What next? I'll tell you: a bath.

Being as he was covered in fast-drying plaster (which crusted about his neck, shoulders, and was stuck in his hair in several spots), a bath was probably the best thing for him. He didn't struggle much, and once we had him dried off and dressed, he was back to his old happy self once more.

The drive home was guaranteed to be long and grueling. San Diego traffic isn't exactly the same thing as the infamous Los Angeles traffic, but it's still annoying. We got back on the road at 4:30pm, a very busy hour on I-15. Being as we were both hungry (and the boy was konked out in his car seat), the wife and I caught a quick bite to eat at a small restaurant in Scripps Ranch. The boy woke up halfway through our meal (left), and enjoyed having the waitress smile and coo at him.

Home again, home again, jiggety jig. We had to stop by the store for some necessities (like food, don't you know), but we finally made it home. As I put the groceries away, the kid chewed on the pumpkin his grandma bought him at Nate's Butt Farm last Sunday. He chews on everything these days, and I'll tell you why: teeth!

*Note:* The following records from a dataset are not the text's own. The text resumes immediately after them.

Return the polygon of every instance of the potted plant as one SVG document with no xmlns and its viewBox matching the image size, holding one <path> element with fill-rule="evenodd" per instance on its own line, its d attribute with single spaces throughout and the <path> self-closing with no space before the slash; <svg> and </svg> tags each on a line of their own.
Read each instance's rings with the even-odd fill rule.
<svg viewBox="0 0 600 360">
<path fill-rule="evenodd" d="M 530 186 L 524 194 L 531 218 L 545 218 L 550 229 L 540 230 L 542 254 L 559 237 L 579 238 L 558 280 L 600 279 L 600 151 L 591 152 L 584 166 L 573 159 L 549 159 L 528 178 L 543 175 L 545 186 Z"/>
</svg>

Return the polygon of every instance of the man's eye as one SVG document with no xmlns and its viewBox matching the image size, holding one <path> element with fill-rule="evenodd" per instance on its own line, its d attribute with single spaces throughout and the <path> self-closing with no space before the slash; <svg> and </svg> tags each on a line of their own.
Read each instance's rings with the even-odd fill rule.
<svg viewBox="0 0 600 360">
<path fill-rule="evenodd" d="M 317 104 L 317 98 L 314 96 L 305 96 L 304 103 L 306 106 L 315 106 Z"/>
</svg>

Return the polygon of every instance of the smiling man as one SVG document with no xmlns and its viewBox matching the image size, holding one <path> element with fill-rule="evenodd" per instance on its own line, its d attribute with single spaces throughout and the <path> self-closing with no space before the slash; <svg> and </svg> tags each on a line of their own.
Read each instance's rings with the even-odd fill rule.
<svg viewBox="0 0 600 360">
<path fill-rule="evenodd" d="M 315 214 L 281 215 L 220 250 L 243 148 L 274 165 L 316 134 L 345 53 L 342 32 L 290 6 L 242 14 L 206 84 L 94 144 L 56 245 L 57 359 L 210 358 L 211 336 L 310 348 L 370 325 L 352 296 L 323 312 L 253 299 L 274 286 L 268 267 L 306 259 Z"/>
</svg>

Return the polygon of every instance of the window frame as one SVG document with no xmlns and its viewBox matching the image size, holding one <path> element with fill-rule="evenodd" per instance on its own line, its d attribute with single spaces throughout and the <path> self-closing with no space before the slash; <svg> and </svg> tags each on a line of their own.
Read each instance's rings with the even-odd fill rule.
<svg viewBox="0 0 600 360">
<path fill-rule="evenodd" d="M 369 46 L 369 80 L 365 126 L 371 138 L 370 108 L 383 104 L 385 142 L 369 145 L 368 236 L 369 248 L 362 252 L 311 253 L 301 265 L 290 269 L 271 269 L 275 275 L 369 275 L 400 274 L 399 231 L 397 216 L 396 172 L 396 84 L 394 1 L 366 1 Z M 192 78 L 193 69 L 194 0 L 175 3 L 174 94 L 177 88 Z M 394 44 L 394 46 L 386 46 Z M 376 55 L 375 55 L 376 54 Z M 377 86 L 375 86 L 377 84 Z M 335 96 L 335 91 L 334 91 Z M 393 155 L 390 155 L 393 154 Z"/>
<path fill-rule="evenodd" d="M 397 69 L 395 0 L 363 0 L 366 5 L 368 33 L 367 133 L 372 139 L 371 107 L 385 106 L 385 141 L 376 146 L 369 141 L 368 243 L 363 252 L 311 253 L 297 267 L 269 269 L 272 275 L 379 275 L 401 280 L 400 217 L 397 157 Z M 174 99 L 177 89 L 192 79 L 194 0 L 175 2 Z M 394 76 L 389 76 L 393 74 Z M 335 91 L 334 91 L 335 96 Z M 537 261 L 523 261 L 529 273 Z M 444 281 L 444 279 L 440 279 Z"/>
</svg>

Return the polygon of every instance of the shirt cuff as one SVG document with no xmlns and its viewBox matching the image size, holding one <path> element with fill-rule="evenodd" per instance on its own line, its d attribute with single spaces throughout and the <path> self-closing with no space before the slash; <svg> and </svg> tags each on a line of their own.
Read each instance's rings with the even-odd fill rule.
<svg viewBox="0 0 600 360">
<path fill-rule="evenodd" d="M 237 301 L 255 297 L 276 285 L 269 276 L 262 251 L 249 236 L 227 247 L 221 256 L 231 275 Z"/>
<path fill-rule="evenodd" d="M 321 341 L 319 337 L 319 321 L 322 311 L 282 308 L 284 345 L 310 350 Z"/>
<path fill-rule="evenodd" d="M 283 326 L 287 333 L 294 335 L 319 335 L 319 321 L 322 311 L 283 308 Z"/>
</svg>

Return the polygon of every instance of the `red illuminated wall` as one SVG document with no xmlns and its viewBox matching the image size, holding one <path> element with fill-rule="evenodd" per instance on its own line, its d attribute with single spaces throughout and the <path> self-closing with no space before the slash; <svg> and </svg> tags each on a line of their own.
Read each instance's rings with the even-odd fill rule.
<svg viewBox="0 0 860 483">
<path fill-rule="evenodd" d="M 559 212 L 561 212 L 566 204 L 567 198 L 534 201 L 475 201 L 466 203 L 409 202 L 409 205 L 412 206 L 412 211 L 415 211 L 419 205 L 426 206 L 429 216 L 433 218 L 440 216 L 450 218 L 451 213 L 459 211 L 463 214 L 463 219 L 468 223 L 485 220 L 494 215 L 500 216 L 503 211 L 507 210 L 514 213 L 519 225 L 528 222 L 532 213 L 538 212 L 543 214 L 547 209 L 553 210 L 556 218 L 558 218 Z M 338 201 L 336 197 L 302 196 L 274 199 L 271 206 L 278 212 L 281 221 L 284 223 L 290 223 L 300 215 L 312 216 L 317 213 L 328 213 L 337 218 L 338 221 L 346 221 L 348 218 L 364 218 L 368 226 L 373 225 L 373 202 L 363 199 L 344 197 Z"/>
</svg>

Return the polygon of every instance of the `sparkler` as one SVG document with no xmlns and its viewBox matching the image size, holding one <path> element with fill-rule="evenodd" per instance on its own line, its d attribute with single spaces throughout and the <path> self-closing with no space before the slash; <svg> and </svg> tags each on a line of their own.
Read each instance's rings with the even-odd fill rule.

Stephen's mother discovered that his first tooth had cut through during his pre-casting bath. I guess he got a hold of her hand and gave it a chew, and to her surprise, the bite was a little more painful than normal due to the razor sharpness of his new incisor. We've been waiting for his first tooth to show up for a while now, so it's a relief. It's a new milestone; I guess we'll have to start brushing it now (I'm sure he'll love that).

On a different note, I've decided that I would like to try and begin teaching the boy baby signs. For those of you not in the know, baby sign is a way to communicate with pre-speech infants. I guess you teach them a simple form of sign language (which is based on American Sign Language, AFAIK), much like researchers in Africa teach chipanzees or apes to do the same.

Who knows when the boy will start to talk. He babbles and coos a lot right now, but it's not exactly Shakespeare. Consider how much you might learn from your pre-speech child if he/she is taught a 15-20 word sign language vocabulary. Being that he's six months old now, and can sit up on his own, we reckong that we may as well get moving on it. Besides, I think it will be something fun to do.

In any case, that was our day. The child is asleep in his crib as I type this, and I'm planning to be asleep in my own crib fairly soon, myself.

Special thanks to my grandparents, Betty and Bob, for helping us foot the bill for the DOC band. We couldn't have done it without them. When Stephen is breaking hearts in high school with his handsome smile and winning round head, he'll have his great-grandparents to thank for it.